However, these antibodies have the property of recognizing not only
phosphoserine but also the adjacent amino acids as epitope. It is
known, however, that kinase function is very substrate-specific and
that the substrate sequences can differ greatly. Therefore
anti-phosphoserine antibodies cannot be used as generic
reagents.
[0024] Perkin Elmer (Wallac) supplies an assay for tyrosine kinases
which is based on time-resolved fluorescence and an energy transfer
from europium chelates to allophycocyanine (see also EP929810).

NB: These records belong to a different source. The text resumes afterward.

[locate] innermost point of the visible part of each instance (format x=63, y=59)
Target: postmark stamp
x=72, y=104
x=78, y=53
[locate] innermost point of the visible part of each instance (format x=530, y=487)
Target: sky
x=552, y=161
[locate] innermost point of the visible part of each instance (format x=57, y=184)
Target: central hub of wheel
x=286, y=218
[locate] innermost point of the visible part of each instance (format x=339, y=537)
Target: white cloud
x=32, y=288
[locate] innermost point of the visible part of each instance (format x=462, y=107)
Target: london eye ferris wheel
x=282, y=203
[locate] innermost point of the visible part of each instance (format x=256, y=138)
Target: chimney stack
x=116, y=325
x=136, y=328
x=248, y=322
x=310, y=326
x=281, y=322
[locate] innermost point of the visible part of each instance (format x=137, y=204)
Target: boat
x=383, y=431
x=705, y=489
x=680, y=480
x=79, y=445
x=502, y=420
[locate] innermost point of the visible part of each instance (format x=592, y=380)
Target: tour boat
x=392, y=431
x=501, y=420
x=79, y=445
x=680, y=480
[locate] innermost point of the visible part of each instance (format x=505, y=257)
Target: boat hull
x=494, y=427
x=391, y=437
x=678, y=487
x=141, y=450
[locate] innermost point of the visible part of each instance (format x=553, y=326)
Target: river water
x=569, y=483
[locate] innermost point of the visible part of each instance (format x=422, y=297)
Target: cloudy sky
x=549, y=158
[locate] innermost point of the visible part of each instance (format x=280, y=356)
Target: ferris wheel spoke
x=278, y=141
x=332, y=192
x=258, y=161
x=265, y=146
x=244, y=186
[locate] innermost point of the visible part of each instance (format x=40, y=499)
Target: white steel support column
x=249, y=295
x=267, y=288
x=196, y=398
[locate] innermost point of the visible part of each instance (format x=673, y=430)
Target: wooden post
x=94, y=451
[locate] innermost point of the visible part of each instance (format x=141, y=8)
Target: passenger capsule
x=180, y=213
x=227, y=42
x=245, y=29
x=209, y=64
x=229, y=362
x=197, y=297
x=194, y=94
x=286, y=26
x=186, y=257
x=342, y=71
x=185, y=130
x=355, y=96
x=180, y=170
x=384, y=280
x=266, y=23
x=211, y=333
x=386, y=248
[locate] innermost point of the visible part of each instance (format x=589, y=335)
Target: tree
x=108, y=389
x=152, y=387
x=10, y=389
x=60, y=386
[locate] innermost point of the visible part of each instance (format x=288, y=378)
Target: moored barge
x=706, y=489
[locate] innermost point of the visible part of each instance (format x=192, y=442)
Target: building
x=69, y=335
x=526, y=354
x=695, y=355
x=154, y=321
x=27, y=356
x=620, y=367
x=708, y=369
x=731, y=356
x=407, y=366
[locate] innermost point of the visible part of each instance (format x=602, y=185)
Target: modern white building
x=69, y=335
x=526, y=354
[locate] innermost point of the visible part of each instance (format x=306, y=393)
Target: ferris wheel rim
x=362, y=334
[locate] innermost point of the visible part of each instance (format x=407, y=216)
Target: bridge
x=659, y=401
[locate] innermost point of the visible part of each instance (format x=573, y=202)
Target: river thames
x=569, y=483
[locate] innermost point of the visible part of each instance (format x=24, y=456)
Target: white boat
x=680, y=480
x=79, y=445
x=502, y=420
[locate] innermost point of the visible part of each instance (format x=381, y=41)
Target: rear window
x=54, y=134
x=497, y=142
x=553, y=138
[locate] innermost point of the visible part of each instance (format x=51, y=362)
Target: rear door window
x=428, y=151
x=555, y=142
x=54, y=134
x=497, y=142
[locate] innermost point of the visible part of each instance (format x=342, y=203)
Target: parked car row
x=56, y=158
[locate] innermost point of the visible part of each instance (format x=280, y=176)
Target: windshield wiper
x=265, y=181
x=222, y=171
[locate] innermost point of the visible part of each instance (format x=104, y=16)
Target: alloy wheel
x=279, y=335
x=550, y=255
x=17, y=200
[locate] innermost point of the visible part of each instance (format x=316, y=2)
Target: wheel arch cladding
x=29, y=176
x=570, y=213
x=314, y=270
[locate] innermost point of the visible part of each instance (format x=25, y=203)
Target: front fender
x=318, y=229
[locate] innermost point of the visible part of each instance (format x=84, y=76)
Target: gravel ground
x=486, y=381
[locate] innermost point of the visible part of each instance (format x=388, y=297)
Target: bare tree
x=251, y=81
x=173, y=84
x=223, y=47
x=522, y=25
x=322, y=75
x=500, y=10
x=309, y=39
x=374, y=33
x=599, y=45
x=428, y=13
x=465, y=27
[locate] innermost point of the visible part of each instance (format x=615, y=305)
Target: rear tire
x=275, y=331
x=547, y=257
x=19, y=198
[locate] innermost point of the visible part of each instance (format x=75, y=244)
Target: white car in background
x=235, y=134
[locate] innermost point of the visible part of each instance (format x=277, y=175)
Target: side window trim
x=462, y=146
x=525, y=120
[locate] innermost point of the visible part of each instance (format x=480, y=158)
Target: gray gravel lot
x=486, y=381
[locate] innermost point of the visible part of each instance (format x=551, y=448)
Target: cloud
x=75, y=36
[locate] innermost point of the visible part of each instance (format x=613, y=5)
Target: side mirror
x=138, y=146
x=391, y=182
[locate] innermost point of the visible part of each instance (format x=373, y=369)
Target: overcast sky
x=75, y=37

Here too, due to the use of antibodies, the method is restricted
essentially to tyrosine kinases.
[0025] Recently, Molecular Devices has offered nanoparticles having
charged metal cations on their surface as a generic binding reagent
which is suitable for phosphorylation reactions both on tyrosine
and on serine and threonine. However, the binding reaction is
carried out at a strongly acidic pH of approx. 5 and at high ionic
strength. Binding of the nanoparticles therefore requires the
reaction to be greatly diluted in the target buffer, which, with
total assay volumes of 10 .mu.l in the 1536 format in uHTS, is a
problem. Binding here is also measured by means of fluorescence
polarization.
[0026] As a method of measurement, fluorescence polarization is
relatively complicated and currently does not allow any parallel
measurements of a microtiter plate (MTP). Measuring times for a
1536-MTP would therefore be very long and parallel measurement of
enzyme kinetics would not be possible. Moreover, the method of
fluorescence polarization is limited to very small fluorescent
substrates.
[0027] Kinase activity may furthermore be measured by way of ATP
consumption by means of firefly luciferase or by way of ADP
formation by means of a downstream enzyme cascade. These assay
formats are disadvantageous in that, owing to the indirect method
of measurement, they not only generate greater data scattering but
also have problems with substances inhibiting said cascade
enzymes.
[0028] If phosphorylation/dephosphorylation were able to be
measured directly by FLT detection, then measurement would be more
direct and consequently would contain fewer systematic or random
errors. Moreover, the limitation of some assay formats to tyrosine
kinases or phosphatases would be removed, since a specific antibody
would no longer be required.
[0029] Current Assay Problems:
[0030] In very many cases it is possible to use fluorogenic
substrates containing C-terminal dyes such as, for example,
aminocoumarine for proteases where C-terminal amino acids are
removed. Endoproteases which cut in the middle of peptide sequences
can usually be measured well in FRET assays, with the donor (e.g.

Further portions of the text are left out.